Entercom and FanDuel Announce Landmark Strategic Partnership
October 29 2020 - 12:00PM
Business Wire
Alert
Print
Share On Facebook
FanDuel Becomes the Official Sportsbook of Entercom, Creating Industry-Leading Sports Audio and Sports Betting Destination
Today, Entercom Communications Corp. (NYSE: ETM) and FanDuel announce a six-year partnership designating FanDuel, the leading online sports and entertainment company, as the official sportsbook partner of Entercom across its best-in-class sports broadcast stations and RADIO.COM, the fastest growing digital audio platform in America. The partnership brings together America’s #1 Sportsbook with the #1 sports audio company in the United States.
This press release features multimedia. View the full release here: https://www.businesswire.com/news/home/20201029005393/en/
This ground-breaking deal unites two industry titans in a shared mission to entertain, engage, and inform sports fans around all aspects of the game and represents a new model between a sports gaming operator and sports media platform. As part of the deal, Entercom listeners will have unique access to FanDuel odds, insight, and promotion via Entercom on-air stations and personalities. Entercom and FanDuel will also collaborate on in-depth integrations and co-produce content that will pioneer the industry with all-new formats.

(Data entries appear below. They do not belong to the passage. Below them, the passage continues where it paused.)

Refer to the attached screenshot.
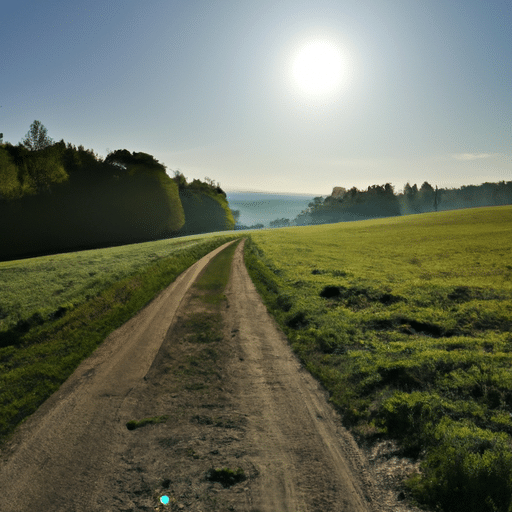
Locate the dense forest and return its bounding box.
[292,181,512,227]
[0,121,234,260]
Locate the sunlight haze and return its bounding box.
[0,0,512,196]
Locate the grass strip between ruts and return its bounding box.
[0,236,236,442]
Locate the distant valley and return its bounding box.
[226,191,315,227]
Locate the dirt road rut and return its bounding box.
[226,241,372,512]
[0,243,379,512]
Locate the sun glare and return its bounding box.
[292,41,344,95]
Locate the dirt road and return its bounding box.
[0,240,381,512]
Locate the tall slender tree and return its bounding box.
[22,120,53,151]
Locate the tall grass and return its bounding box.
[246,206,512,512]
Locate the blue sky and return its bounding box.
[0,0,512,195]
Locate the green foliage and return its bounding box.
[23,121,53,151]
[408,418,512,512]
[0,147,23,200]
[246,207,512,512]
[295,181,512,226]
[126,415,169,430]
[0,237,236,440]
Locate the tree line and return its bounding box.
[0,121,234,260]
[292,181,512,226]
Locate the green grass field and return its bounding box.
[246,206,512,512]
[0,235,232,333]
[0,233,238,442]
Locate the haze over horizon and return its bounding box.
[0,0,512,196]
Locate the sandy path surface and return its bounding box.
[226,244,373,512]
[0,242,236,512]
[0,239,386,512]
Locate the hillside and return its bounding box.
[0,124,234,260]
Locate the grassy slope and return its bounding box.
[246,206,512,512]
[0,232,239,441]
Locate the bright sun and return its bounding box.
[293,41,344,94]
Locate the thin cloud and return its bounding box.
[452,153,492,161]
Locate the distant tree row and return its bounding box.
[0,121,234,260]
[293,181,512,225]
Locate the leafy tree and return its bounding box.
[22,120,53,151]
[231,210,240,223]
[270,218,290,228]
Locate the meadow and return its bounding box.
[246,206,512,512]
[0,233,236,442]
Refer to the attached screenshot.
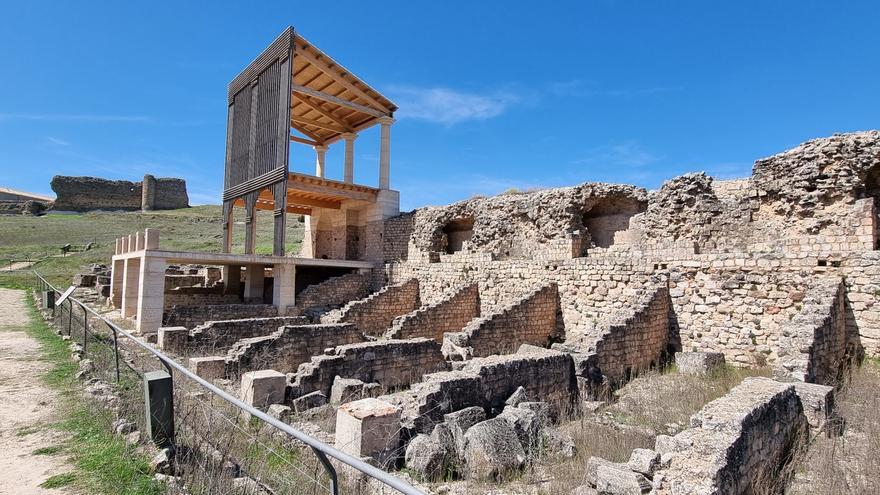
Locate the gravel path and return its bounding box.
[0,288,72,495]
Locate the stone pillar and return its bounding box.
[137,257,165,335]
[272,263,296,316]
[110,260,125,309]
[144,229,159,249]
[379,117,394,189]
[314,145,327,177]
[342,132,357,184]
[336,398,400,466]
[244,265,266,303]
[222,265,241,294]
[141,174,156,211]
[120,258,141,318]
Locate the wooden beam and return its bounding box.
[291,125,324,145]
[290,135,320,146]
[249,200,312,215]
[291,84,391,118]
[287,174,376,201]
[290,115,348,133]
[294,93,354,132]
[294,45,391,113]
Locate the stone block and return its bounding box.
[189,356,226,380]
[336,398,400,466]
[290,391,327,412]
[626,449,660,478]
[241,370,287,409]
[156,327,189,352]
[596,465,651,495]
[794,383,834,428]
[675,352,724,375]
[330,375,364,404]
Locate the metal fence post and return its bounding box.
[80,307,89,355]
[110,327,119,383]
[144,370,174,448]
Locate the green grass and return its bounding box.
[0,205,304,288]
[32,445,61,455]
[20,295,162,495]
[40,473,76,488]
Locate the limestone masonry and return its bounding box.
[51,174,189,211]
[99,131,880,494]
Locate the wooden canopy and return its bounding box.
[236,173,379,215]
[290,34,397,146]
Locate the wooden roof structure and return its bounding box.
[223,27,397,255]
[290,34,397,146]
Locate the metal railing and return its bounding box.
[33,270,424,495]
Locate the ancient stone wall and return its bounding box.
[165,286,241,311]
[162,304,278,329]
[51,175,189,211]
[654,378,808,495]
[159,316,308,356]
[381,345,576,433]
[556,284,672,398]
[291,339,448,398]
[443,284,559,360]
[296,273,370,311]
[774,278,860,385]
[226,323,365,376]
[321,279,420,337]
[385,284,480,342]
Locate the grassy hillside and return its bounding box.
[0,206,304,285]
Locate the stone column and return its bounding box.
[137,256,165,335]
[120,258,140,318]
[379,117,394,189]
[342,132,357,184]
[314,145,327,177]
[223,265,241,295]
[272,263,296,316]
[244,265,266,304]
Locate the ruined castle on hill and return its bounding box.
[84,26,880,494]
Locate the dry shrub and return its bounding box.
[605,366,770,433]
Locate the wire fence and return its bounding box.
[34,271,422,495]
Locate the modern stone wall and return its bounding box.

Under the agreement, FanDuel will be the official sportsbook of Entercom, and receive preferred and increased category access to all Entercom talent in every market where Entercom and FanDuel both operate. The partnership brings FanDuel’s sports betting content, industry-leading products, and risk and trading expertise to the fingertips of Entercom sports fans via a comprehensive integration across the largest sports audio platform in the country.
“Entercom has revolutionized the audio and entertainment industries and we’re beyond excited to be their preferred partner in the sports betting and fantasy categories, said Matthew King, Chief Executive Officer, FanDuel. “In the two years we have been doing business with Entercom, it is abundantly clear to us that their authentic connection to sports fans is one of the best ways for us to engage FanDuel customers. We will work together to offer sports fans access to information wherever, whenever, and however they consume content, providing them with the tools to learn and win.”
“We believe this is the largest advertising commitment ever made within the radio industry. We are focused on delivering the best sports betting experience for our audiences in markets where legalized sports betting will be pervasive,” said David Field, President and Chief Executive Officer, Entercom. “The marketplace is growing exponentially and FanDuel is an ideal partner to take full advantage of the influence and reach of Entercom’s robust sports platforms to deliver an even better, audio sports experience to our listeners.”
Entercom is the unrivaled leader in sports radio, reaching three times more people than the leading competitor. Entercom is the #1 sports radio ownership group, which owns and operates 39 all-sports stations across the U.S., including WFAN 101.9 FM/660 AM (WFAN-FM/AM) in New York, SportsRadio 94WIP (WIP-FM) in Philadelphia and 670 The Score (WSCR-AM) in Chicago. Its unparalleled broadcast portfolio reaches nearly 30 million sports fans monthly and boasts the nation’s leading collection of radio play-by-play coverage. Entercom also serves as the flagship home of 41 professional teams and over 50 Division 1 collegiate programs, including the New York Yankees and Boston Red Sox, Dallas Cowboys and Kansas City Chiefs, Golden State Warriors and Chicago Bulls, and University of Michigan and University of Oregon, among others.
FanDuel was represented in the conversation by AdResults Media.